Although more renewable energy sources connecting to the grid can help to protect our world’s natural resources, the variable nature of clean energy also brings new power monitoring challenges to legacy architectures and the transmission operators who manage them. With more renewable power being produced, transmission and grid operators around the world are examining network upgrades or are in the process of implementing more monitoring stations.
Starting in 2012, the National Grid UK started researching designs for a transmission grid throughout the British Isles that would help integrate renewable energy sources and better measure power system harmonics across 275 and 400 kV high-voltage transmission lines. This transmission system operator delivers electricity across England, Wales and Scotland, and delivers power to 30 million people via downstream distribution partners.
The impetus for the buildout was twofold: modernization and how to better monitor renewable energy transmission. The design called to move from seven monitoring stations to more than 126 substations to cover most of the UK and power feeds from all over Europe. The new monitoring platform approach includes CompactRIO embedded control systems from National Instruments (NI) on each permanent and portable substation in the network—110 and 26, respectively.

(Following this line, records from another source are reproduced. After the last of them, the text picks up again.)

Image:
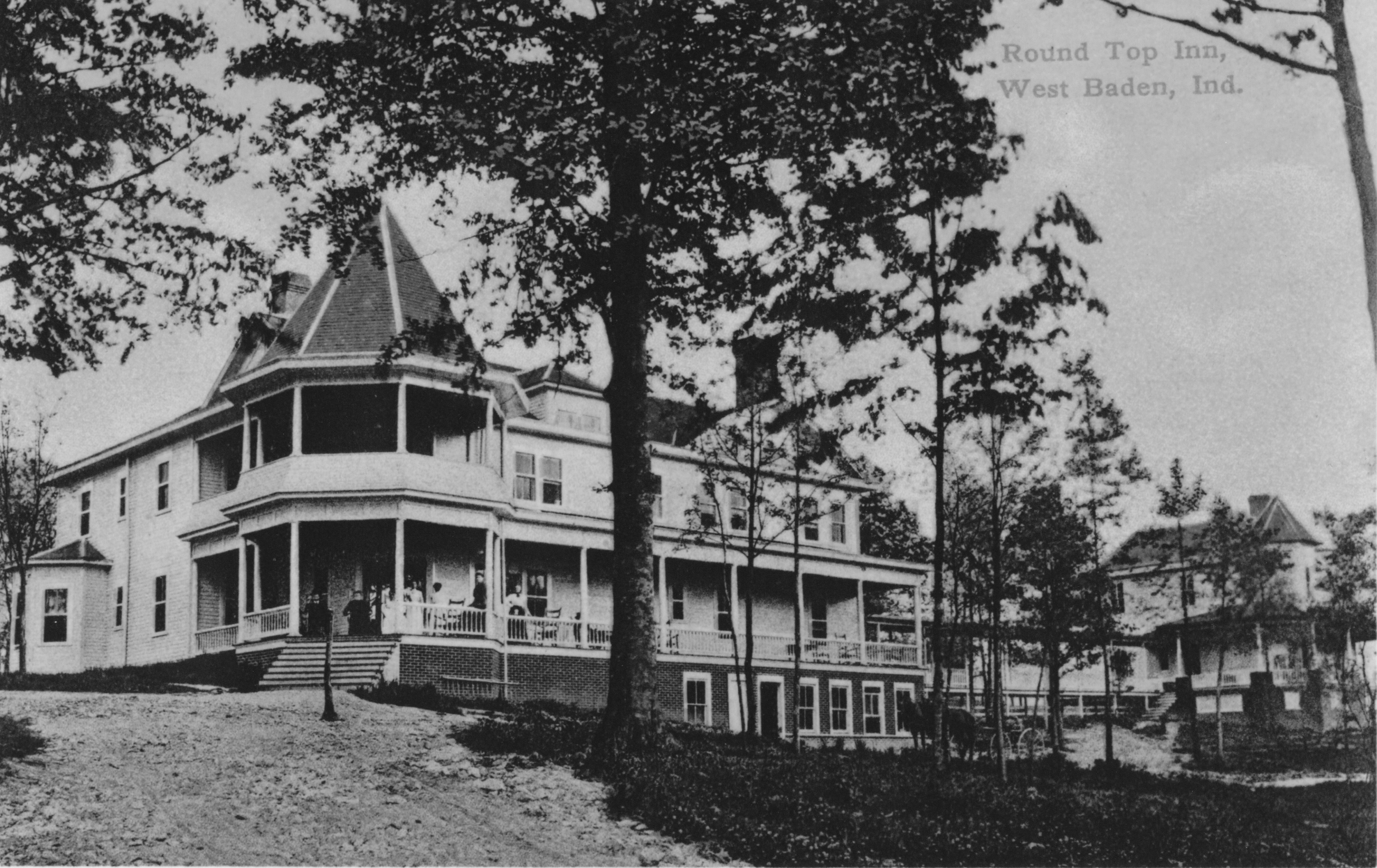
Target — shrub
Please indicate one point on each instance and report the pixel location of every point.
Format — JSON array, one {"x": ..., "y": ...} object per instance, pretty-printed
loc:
[
  {"x": 426, "y": 697},
  {"x": 766, "y": 805},
  {"x": 209, "y": 669},
  {"x": 18, "y": 739}
]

“So the phenomena that we’re looking at, specifically with power system harmonics, are exacerbated by renewable power technology that’s connecting to the grid,” says Danson Joseph, strategy competition and productivity manager at National Grid UK. “It’s not a problem we had a few years back because those sorts of technologies weren’t dominant on the grid. Now they’re becoming quite dominant.” Renewable power harmonics don’t react in a linear way with high-voltage direct current (HVDC) transmissions.
Before this current project, monitoring power harmonic data was a “hit or miss” element for National Grid UK because of speed limitations with the older monitoring design. Plus, the transmission company wanted to move away from a reactionary position when they connected a new wind power source to the grid.

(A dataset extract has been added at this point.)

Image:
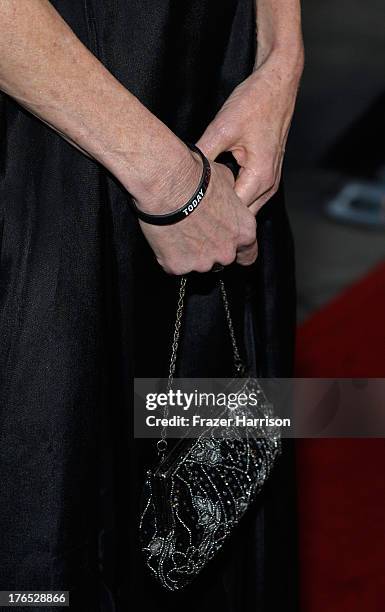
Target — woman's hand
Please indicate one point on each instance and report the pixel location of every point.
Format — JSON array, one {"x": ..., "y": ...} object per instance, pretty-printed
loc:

“The whole idea is to do extensive studies to evaluate new wind forms and how they reacted when connected to new HVDC locations on the transmission grid,” Joseph says. “What we’re trying to achieve here is a broader continuous, real-time view of what the network looks like. We selected points on the network where things are connected, but also other points through the network where we expect there to be issues, such as a phase unbalance.”

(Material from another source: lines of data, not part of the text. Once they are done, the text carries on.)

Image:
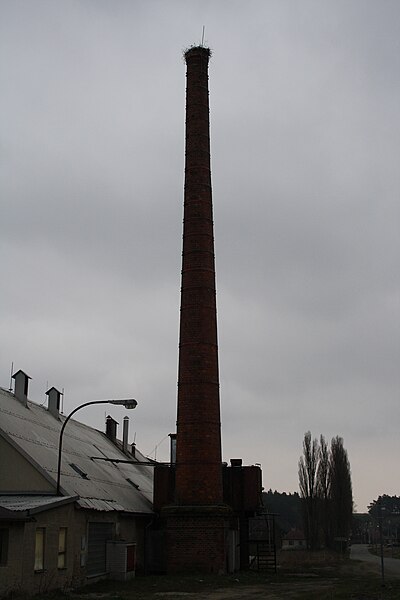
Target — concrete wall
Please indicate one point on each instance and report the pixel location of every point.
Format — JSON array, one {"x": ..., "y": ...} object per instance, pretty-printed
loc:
[{"x": 18, "y": 575}]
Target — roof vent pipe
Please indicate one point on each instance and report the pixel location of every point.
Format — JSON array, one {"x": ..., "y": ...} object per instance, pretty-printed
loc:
[
  {"x": 54, "y": 401},
  {"x": 125, "y": 434},
  {"x": 21, "y": 386},
  {"x": 111, "y": 428}
]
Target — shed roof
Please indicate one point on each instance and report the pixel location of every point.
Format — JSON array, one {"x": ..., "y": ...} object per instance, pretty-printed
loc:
[{"x": 99, "y": 484}]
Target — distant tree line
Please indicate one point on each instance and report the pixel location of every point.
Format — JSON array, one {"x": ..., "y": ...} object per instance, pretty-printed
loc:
[{"x": 325, "y": 492}]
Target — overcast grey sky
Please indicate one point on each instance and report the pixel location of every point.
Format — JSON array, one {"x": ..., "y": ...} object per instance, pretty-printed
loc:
[{"x": 305, "y": 140}]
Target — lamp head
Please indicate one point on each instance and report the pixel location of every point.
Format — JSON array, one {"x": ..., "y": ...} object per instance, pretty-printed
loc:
[{"x": 129, "y": 403}]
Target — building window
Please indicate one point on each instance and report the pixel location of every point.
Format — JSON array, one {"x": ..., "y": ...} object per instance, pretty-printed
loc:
[
  {"x": 62, "y": 548},
  {"x": 3, "y": 546},
  {"x": 39, "y": 549}
]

The embedded monitoring technology at each substation allows National Grid UK to update its measurement profiles continuously and push new parameters quickly to theses substations without operators traveling to the permanent site. It only takes about 45 minutes to deploy updates with standard network speed, Joseph adds.
“One of the big selling points for us is that we can have monitors in all corners of the country and everywhere in between,” Joseph says. Each substation has one or two control and data acquisition systems, depending on the lines coming into the substation. The transmission operator chose the 1.33 GHz dual-core processor for all the control monitoring platforms with top speed and future expansion in mind.
More visibility needed
With more substation monitoring coming online, National Grid UK realized an opportunity to leverage the increased data inputs for its operators and innovate with web apps in and out of the centralized control room.
“We have a really nice little web app that presents a map upfront, and then operators can delve into the specific substations,” Joseph says. “Before, we had to install software to view the network on a different computer, and that was a big deployment issue as we wanted anyone to see it.”
Transmission monitoring is now available to any National Grid UK personnel with an Internet connection, and provides both real-time and historical data. “If there’s an event on the network, we can now demonstrate the event at different places throughout the network in playback mode,” Joseph says. “If we don’t know where the phase unbalance has originated from, we can probably pinpoint where it has originated from by looking at the recordings from the different substation monitors.”
“We designed our own apps basically and wanted it a certain way, not what others thought we might want,” Joseph says.
National Grid UK is still deploying all the monitoring substations, but initial rollout has been successful with the mobile substations. “I can’t really overemphasize the value of having something that we can reprogram, since all the physical connectivity is pretty much sustained,” Joseph says.